Under the umbrella of deference to the PSC, the majority endorses this ruling, with its counterintuitive result and its repudiation of the public policy underly*390ing the Choice Act and Act 286. I strongly dissent because the largest users of electricity who make the move to a Detroit Edison competitor end up losing the most. The overcharges and overpayments are never refunded. This will serve to discourage “choice” and “competition” among the largest users of electricity in this state, the very legislative objectives at the center of the Choice Act.

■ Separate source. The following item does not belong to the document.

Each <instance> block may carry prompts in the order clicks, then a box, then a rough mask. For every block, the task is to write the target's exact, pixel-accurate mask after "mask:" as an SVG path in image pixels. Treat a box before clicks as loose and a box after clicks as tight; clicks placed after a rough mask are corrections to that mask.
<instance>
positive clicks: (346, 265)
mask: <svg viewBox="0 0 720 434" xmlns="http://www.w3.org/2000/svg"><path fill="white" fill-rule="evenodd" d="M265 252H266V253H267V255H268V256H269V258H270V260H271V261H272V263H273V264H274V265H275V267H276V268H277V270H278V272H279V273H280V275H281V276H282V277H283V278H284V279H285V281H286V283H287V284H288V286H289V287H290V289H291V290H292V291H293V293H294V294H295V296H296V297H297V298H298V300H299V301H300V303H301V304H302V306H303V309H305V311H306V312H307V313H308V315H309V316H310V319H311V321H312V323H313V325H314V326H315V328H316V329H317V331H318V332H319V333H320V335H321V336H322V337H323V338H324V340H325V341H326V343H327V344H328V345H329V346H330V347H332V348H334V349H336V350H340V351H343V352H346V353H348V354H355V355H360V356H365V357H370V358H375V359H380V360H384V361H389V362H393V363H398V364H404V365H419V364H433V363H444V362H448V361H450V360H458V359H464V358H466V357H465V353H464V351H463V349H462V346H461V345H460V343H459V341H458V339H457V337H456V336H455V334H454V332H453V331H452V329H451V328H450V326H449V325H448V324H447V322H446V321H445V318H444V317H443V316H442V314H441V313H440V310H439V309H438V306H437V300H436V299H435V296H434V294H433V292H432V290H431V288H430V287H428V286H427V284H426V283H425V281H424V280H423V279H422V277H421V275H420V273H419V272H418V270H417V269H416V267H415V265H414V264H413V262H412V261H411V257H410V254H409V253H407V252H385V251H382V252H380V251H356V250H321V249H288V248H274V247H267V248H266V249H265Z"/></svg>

Again, to justify this result, the PSC cites its discretion to adopt a methodology for refunds, despite the fact that Act 286 carves out a particular method for refunds to primary customers in connection with the new self-implementation program. The PSC further justifies its unfair methodology on the self-serving theory that primary customers should have known that the PSC has broad discretion and that it likely would not have granted primary customers a refund (despite the act’s language which seems to guarantee a refund). According to the PSC, primary customers must have factored this in to their decisions to switch electric suppliers and, therefore, did not really lose anything at all by the PSC’s decision not to give them refunds. Not only is this rationale a form of reasoning backward from a desired result but, again, it violates the clear language of two statutes. Under our system of laws, an administrative agency, while it has broad power, does not have plenary power and certainly does not have the power to trump the Legislature it serves by undermining two statutes, by discouraging competition, and by denying a refund to the largest utility customers in our state.

 “Primary customers,” numbering roughly 3,000, are large purchasers of electricity.